Transcriptional activation of the ovine follicle-stimulating hormone-beta gene by gonadotropin-releasing hormone involves multiple signal transduction pathways.

GnRH regulates gonadotrope cells through GnRH receptor activation of the PKC-, MAPK-, and calcium-activated signaling cascades. Due to the paucity of homologous model systems expressing FSHbeta, little is known about the specific mechanisms involved in transcriptional regulation of this gene by GnRH. Previous studies from our laboratory demonstrated that the gonadotrope-derived LbetaT2 cell line expresses FSHbeta mRNA. In the present study we characterized the mechanisms involved in GnRH regulation of the FSHbeta promoter using this cell model. Using transfection assays, we show that GnRH regulation of the ovine FSHbeta promoter involves at least two elements, present between -4152/-2878 and -2550/-1089 bp, in association with one or several elements within the proximal region of the promoter.
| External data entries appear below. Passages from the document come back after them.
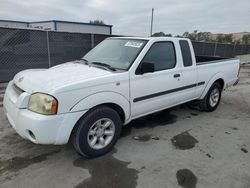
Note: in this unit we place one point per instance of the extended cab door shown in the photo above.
(157, 90)
(188, 78)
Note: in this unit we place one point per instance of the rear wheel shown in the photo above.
(212, 98)
(97, 132)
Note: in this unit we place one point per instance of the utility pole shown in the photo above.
(152, 19)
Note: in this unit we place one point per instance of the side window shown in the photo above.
(162, 54)
(186, 53)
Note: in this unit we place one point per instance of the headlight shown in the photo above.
(43, 104)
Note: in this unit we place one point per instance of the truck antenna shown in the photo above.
(152, 19)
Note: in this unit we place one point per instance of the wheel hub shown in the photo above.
(101, 133)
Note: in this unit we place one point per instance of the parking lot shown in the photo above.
(176, 147)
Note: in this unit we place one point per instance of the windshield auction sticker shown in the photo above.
(134, 44)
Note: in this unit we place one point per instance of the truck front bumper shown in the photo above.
(38, 128)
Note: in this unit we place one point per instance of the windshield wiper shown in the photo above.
(104, 65)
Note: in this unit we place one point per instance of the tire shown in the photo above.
(91, 127)
(212, 98)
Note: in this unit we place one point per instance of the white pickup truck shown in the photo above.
(121, 79)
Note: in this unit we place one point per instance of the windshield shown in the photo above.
(116, 53)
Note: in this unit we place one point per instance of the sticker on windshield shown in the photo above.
(134, 44)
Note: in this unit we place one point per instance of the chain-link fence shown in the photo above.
(220, 49)
(22, 49)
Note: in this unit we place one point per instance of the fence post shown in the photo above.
(234, 49)
(225, 49)
(92, 40)
(203, 48)
(47, 36)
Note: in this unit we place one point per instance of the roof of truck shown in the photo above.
(154, 38)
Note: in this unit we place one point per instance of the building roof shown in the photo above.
(57, 21)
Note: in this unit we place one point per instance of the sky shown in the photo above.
(133, 17)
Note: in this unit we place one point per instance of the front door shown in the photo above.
(154, 91)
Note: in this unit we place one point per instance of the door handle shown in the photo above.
(176, 75)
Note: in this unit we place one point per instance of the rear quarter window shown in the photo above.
(186, 53)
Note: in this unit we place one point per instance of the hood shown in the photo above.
(45, 80)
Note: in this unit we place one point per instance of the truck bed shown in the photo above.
(208, 59)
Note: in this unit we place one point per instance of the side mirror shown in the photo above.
(146, 67)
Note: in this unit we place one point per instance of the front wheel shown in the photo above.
(97, 132)
(212, 98)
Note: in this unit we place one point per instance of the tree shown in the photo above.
(161, 34)
(198, 36)
(224, 38)
(220, 38)
(228, 38)
(246, 39)
(97, 22)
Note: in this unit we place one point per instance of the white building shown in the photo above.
(13, 24)
(63, 26)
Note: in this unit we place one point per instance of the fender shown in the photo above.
(102, 98)
(217, 76)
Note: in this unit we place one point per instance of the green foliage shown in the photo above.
(224, 38)
(198, 36)
(161, 34)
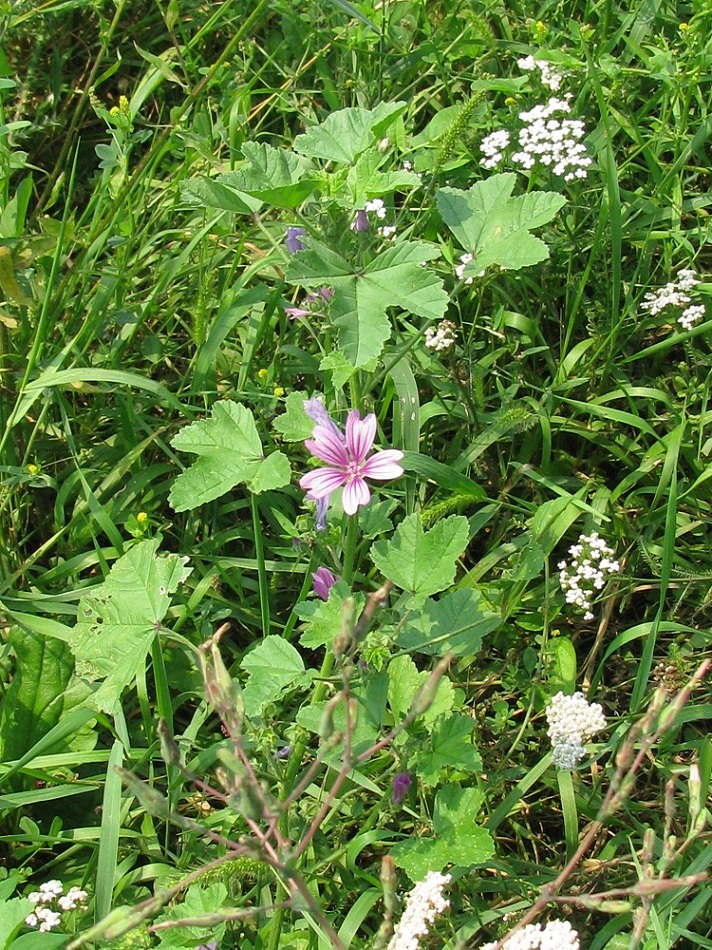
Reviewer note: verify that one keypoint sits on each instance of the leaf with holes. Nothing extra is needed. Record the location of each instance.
(119, 620)
(495, 227)
(393, 279)
(229, 452)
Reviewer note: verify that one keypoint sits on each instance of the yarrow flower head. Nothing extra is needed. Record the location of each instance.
(591, 565)
(493, 146)
(442, 337)
(348, 462)
(676, 293)
(556, 935)
(552, 141)
(422, 905)
(572, 723)
(465, 259)
(46, 917)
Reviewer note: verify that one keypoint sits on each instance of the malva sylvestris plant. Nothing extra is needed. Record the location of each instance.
(348, 465)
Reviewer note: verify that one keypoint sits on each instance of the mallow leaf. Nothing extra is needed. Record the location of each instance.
(118, 621)
(229, 453)
(273, 666)
(343, 135)
(450, 747)
(364, 180)
(43, 691)
(324, 619)
(294, 425)
(274, 175)
(455, 623)
(395, 278)
(456, 838)
(495, 227)
(422, 562)
(220, 192)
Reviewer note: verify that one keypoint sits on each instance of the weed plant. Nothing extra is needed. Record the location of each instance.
(355, 439)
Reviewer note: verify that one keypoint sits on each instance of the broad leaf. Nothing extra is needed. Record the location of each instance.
(364, 181)
(450, 747)
(358, 308)
(221, 193)
(274, 666)
(230, 452)
(422, 562)
(457, 838)
(294, 425)
(43, 691)
(202, 903)
(495, 227)
(324, 619)
(343, 135)
(274, 175)
(404, 682)
(119, 620)
(455, 623)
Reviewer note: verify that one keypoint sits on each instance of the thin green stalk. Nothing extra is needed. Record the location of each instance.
(350, 550)
(261, 567)
(568, 807)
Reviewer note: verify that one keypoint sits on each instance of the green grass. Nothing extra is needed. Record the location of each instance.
(136, 298)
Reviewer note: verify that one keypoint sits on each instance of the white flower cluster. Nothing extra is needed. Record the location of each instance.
(553, 141)
(676, 294)
(441, 338)
(549, 76)
(377, 206)
(46, 918)
(493, 147)
(557, 935)
(572, 722)
(592, 562)
(422, 905)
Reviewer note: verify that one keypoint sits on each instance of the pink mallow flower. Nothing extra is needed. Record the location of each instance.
(322, 582)
(348, 466)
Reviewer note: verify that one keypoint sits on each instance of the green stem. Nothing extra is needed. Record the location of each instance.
(568, 806)
(261, 567)
(347, 570)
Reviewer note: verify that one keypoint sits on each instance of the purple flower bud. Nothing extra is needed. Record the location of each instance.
(360, 222)
(322, 506)
(294, 312)
(401, 784)
(314, 408)
(323, 580)
(292, 240)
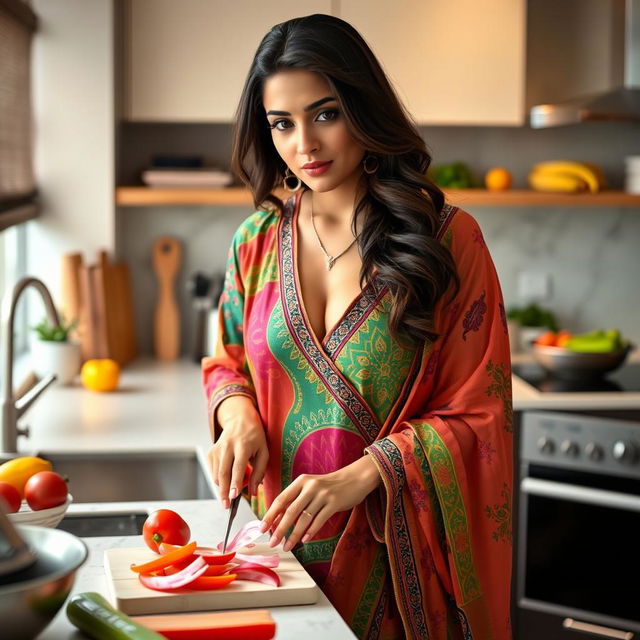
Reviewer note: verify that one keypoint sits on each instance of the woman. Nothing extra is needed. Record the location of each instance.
(362, 366)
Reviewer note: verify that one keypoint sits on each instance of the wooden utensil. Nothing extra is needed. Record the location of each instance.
(71, 298)
(98, 301)
(126, 345)
(131, 597)
(167, 256)
(87, 324)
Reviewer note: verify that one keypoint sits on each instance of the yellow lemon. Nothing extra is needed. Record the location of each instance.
(498, 179)
(100, 375)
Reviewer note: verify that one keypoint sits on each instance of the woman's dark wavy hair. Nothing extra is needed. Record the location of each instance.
(400, 205)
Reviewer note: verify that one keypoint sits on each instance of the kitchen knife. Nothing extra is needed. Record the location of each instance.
(233, 507)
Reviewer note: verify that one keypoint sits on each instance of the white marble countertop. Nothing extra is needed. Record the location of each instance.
(161, 406)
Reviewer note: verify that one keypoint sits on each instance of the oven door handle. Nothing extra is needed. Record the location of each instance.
(576, 493)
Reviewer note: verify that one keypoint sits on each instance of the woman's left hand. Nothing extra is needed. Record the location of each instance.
(310, 500)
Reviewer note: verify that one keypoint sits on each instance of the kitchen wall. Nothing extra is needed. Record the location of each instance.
(591, 254)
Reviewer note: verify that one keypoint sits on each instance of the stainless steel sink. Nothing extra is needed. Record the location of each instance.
(90, 525)
(132, 476)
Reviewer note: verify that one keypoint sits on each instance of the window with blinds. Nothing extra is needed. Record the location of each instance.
(17, 182)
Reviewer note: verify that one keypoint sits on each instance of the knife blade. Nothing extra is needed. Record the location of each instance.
(233, 509)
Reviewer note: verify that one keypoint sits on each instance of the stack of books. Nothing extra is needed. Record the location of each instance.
(199, 178)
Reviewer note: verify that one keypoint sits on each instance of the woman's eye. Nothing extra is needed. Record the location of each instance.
(280, 125)
(328, 114)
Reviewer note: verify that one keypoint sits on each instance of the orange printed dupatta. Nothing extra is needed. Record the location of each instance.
(428, 554)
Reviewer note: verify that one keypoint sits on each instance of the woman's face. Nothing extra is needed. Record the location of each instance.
(307, 126)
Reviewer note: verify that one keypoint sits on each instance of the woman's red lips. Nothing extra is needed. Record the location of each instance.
(313, 165)
(314, 169)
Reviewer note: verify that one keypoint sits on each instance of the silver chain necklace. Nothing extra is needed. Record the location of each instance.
(331, 260)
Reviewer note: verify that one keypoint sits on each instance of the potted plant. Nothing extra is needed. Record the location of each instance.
(527, 323)
(54, 352)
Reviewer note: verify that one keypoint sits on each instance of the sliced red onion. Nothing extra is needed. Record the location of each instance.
(256, 573)
(246, 535)
(176, 580)
(266, 561)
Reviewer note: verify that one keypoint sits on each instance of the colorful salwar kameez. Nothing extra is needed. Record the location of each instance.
(428, 554)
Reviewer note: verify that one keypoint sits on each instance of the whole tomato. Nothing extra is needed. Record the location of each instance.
(11, 497)
(44, 490)
(100, 375)
(167, 526)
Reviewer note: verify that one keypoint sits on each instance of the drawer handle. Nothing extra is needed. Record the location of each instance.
(605, 632)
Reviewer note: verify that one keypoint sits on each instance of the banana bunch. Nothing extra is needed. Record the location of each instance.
(567, 176)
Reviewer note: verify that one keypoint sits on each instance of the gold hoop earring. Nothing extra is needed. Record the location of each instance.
(291, 182)
(370, 164)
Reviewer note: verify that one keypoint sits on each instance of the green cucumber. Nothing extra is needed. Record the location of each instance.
(93, 615)
(582, 344)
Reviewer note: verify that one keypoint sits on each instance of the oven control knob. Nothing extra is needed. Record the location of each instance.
(546, 445)
(570, 448)
(594, 451)
(624, 451)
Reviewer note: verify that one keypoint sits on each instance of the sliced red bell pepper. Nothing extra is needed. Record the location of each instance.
(212, 582)
(175, 555)
(177, 580)
(211, 555)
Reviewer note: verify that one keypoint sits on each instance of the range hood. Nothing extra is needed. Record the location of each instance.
(621, 104)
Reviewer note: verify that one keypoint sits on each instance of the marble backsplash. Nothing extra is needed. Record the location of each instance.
(591, 254)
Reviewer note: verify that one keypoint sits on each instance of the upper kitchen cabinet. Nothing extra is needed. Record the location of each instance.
(459, 62)
(187, 61)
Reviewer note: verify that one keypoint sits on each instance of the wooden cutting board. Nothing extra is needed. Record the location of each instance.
(131, 597)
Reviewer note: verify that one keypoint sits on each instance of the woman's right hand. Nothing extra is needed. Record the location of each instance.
(242, 441)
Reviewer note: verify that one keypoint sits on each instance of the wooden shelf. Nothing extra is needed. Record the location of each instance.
(233, 196)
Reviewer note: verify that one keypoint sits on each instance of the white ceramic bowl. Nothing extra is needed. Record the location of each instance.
(43, 518)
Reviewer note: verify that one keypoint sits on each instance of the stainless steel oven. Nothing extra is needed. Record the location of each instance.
(578, 547)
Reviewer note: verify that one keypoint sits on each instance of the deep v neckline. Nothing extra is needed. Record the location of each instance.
(320, 362)
(360, 304)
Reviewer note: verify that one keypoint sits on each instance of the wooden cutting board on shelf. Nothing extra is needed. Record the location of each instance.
(131, 597)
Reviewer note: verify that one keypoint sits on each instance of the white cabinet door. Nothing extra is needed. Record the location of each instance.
(453, 62)
(187, 60)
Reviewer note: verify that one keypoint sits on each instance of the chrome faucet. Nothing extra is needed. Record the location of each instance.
(12, 409)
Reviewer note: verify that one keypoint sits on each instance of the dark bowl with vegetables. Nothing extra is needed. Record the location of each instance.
(31, 597)
(575, 365)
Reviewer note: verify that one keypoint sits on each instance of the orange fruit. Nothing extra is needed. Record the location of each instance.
(546, 339)
(100, 375)
(498, 179)
(563, 337)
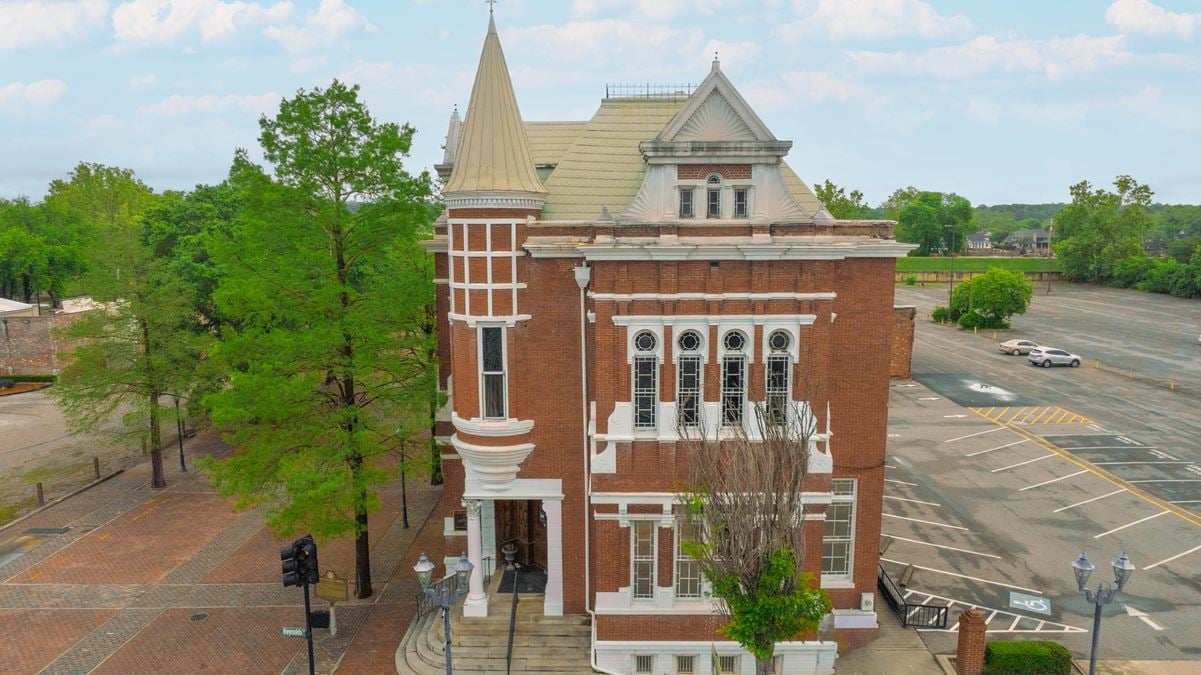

Surprisingly, the two activating protein-1 sites previously shown to be involved in the FSHbeta response to GnRH in heterologous cells do not play a role in GnRH responsiveness in the gonadotrope cell model. Here we demonstrate that calcium influx itself is not sufficient to confer the response, but it is necessary for both 12-O-tetradecanoyl-phorbol-13-acetate (TPA) and GnRH induction of the FSHbeta gene. Moreover, we show that GnRH regulation of FSHbeta gene expression is mediated by PKC and establish the presence of multiple PKC isozymes in LbetaT2 cells. Interestingly, GnRH and TPA induce activity of the FSHbeta promoter through different, although possibly overlapping, pools of PKC isoforms. This is further supported by the use of a MAPK inhibitor, which abolishes the induction of FSHbeta by GnRH, but not by TPA. In conclusion, we have demonstrated that calcium, PKC, and MAPK signaling systems are all involved in the induction of FSHbeta gene expression by GnRH in the LbetaT2 mouse gonadotrope cell model.